Rick Armstrong
Danaher Motion
Wood Dale, Ill.

Edited by Robert Repas

This cutaway view of the Danaher AKM Series motor illustrates the overall compact size, high-density torque/volume stator and rotor, bearings, brake, and encoder. All versions of the AKM series are almost identical to keep manufacturing costs low and quality high.

Brushed and brushless servo-motors are found in many diverse areas including medical, industrial, home, aerospace, defense, and robotic fields. And each application potentially requires a different motor. It can be tough to pick the right motor given the virtually endless choices in types, styles, and configurations.

Fortunately, manufacturers work hard to ensure that certain motor parameters meet some standards that simplify the task of picking a motor. Torque, speed, and voltage ratings have always been the first critical parameters to consider. Motor torque and speed are based on machine load and motion profile as well as load acceleration and inertia. Motor sizing software from many manufacturers lets designers enter the parameters they need. The software then tests each motor against the parameters to determine its suitability to the application. Some software, such as Motioneering from Danaher Motion, automatically takes into account possible performance deratings like those caused from thermal limits of optional equipment or the added inertia of a fail-safe brake.

Factory equipment and machinery continues to shrink. Motors keep pace by boosting torque densities — the amount of torque a motor develops for its size. But as torque densities climb, so do motor temperatures. Motor makers try to deliver that power while keeping motor temperatures below maximum ratings — typically 100°C above the specified ambient. Lower weight and inertia also benefits the dynamic response of the system. Higher torque density motors yield higher torque-to-inertia ratios to create faster accelerating machinery. The net result produces more products per hour.

Stator windings are wound around a single pole tooth with each phase insulated for 480 V. None of the coils overlap to prevent coil-to-coil shorts. High-energy neodymium-iron-boron magnets produce optimum torque in a low-cogging electromechanical design. Redundant magnet retention assures mechanical integrity.

Higher-voltage motors typically produce less torque for the same package size, thus have lower torque densities. This is because higher voltages need thicker insulation compelling the use of small-diameter, high-resistance wire. The high resistance wire boosts I ² R losses generating more heat. Lower-voltage motors need less insulation, so they can use a larger diameter wire that handles greater currents without overheating.

So as not to burden lower voltage motors with high-voltage insulation that leads to lower torque density, some manufacturers create both low and high-voltage versions of the same motor. In contrast, Dana-her makes servomotors 58 mm and larger with high-voltage insulation that still has the same torque density of lower voltage motors. The motors run on 75, 120, or 230 Vac but contain 480-Vac Class F insulation across the line. Consider a case where a machine calls for a 120 or 230-Vac motor on one axis and a 480-Vac motor in another. For some manufacturers, this would require different motors to meet identical torque specifications. Dana-her, however, can generate the same torque for both voltages with the same motor.

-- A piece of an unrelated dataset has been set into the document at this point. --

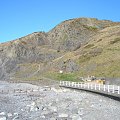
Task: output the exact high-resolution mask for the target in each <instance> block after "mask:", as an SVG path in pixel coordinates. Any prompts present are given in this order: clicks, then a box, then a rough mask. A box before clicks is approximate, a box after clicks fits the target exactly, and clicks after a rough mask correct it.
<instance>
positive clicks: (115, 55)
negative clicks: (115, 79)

A torque versus speed operating envelope describes the performance qualities of a brushless motor and servodrive system. The two shaded areas under the curve indicate the continuous and intermittent duty areas of the system.

Danaher abandoned the typical shuttle winding system used by most manufacturers in favor of a servocontrolled laminar scheme. With the laminar design, the turns of each coil lie much closer to one another. This packs more copper into the winding and, thus, boosts torque density. The technique produces a smaller motor for a given power rating or a higher-power motor in an equivalent package size.

A common cause of motor failure is insulation breakdown from excessive voltage or temperature. High-power-density motors use higher-grade insulation to better withstand the elevated temperatures of operation. In addition, the entire stator is enclosed in potting material that lowers its thermal resistance. Heat conducts quickly to the surface of the stator and dissipates into the atmosphere.